Platforms typically command higher entry multiples than the add-ons that follow, precisely because they carry the infrastructure and management quality needed to consolidate a sector. The arbitrage in buy-and-build is buying the platform at one multiple and add-ons at lower multiples, then exiting the larger combined entity at a higher one.

How a platform anchors a buy-and-build

The platform sets the trajectory for everything that follows.

  1. Thesis and sector. The sponsor identifies a fragmented industry where consolidation creates value, then defines the kind of company that can anchor it.
  2. Platform purchase. The anchor is acquired — usually larger, with management and systems capable of supporting growth and integration.
  3. Add-on pipeline. Smaller competitors and adjacent businesses are acquired and folded into the platform, often at lower multiples than the platform itself.
  4. Integration and synergies. Add-ons are consolidated onto the platform's back office, technology, and commercial footprint, capturing cost and revenue synergies.
  5. Exit at scale. The enlarged, more diversified group is sold or recapitalized, ideally at a higher multiple than any single piece would command alone.

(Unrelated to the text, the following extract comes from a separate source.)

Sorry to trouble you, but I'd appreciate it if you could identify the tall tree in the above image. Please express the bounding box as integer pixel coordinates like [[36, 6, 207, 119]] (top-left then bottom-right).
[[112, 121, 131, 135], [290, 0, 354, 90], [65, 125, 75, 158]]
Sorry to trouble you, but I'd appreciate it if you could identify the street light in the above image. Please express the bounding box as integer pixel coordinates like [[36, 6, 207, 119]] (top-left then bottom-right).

The quality of the platform's management and systems is the single biggest determinant of how many add-ons can be absorbed and how smoothly.

Platform versus add-on

The clearest way to understand a platform is by contrast with what gets bolted onto it. A platform is bought to lead consolidation: it brings the team, the infrastructure, and the strategic logic. An add-on (or bolt-on) is bought to be absorbed — for its customers, geography, product, or capacity — and rarely needs its own standalone management or systems.

The same business can be a platform in one fund's thesis and an add-on in another's. What makes it a platform is the intent and capability to build around it, not any fixed revenue threshold.

Frequently asked.

5 questions
01 What's the difference between a platform and an add-on?

A platform is the anchor acquisition that brings management, systems, and a market position capable of supporting consolidation. An add-on is a smaller business acquired afterward and integrated into that platform, typically for its customers, products, or geography.

Platforms are usually larger and bought at higher multiples; add-ons are smaller and bought more cheaply, with the value created by combining them onto the platform's existing infrastructure.

02 Why do platforms cost more than add-ons?

Because a platform has to carry the weight of the whole strategy. It needs a management team that can run an expanding group, systems that scale, and a defensible market position — qualities that command a premium. Add-ons can be bought at lower multiples because they plug into infrastructure the platform already provides.

The spread between the platform multiple and the add-on multiple is a core source of value creation in buy-and-build.

03 What makes a good platform company?

A strong management team capable of integrating acquisitions, scalable systems and back office, a defensible position in a fragmented market, and headroom to grow without breaking. The sector itself matters too — buy-and-build works best where consolidation genuinely creates value through scale, purchasing power, or cross-selling.

Above all, a platform must be able to absorb other companies without its own operations buckling under the integration load.

04 How many add-ons does a platform typically acquire?

There is no fixed number — it depends on the fragmentation of the sector, the platform's integration capacity, and the holding period. Some platforms make a handful of add-ons; aggressive consolidators make many over several years.

The constraint is rarely the supply of targets and more often the platform's ability to integrate them well without diluting management focus or operational quality.

05 How is platform-and-add-on activity tracked over a hold?

A buy-and-build generates a stream of deals, each with its own diligence, purchase agreement, and integration plan, all layered onto one platform. Keeping every add-on's terms, synergies, and integration status tied back to the platform's evolving financials is what keeps the consolidation thesis measurable rather than anecdotal.

When the platform's monitoring layer and each add-on's deal record live in one queryable place, the combined group's performance stays legible across the full life of the holding instead of fragmenting across separate closing binders.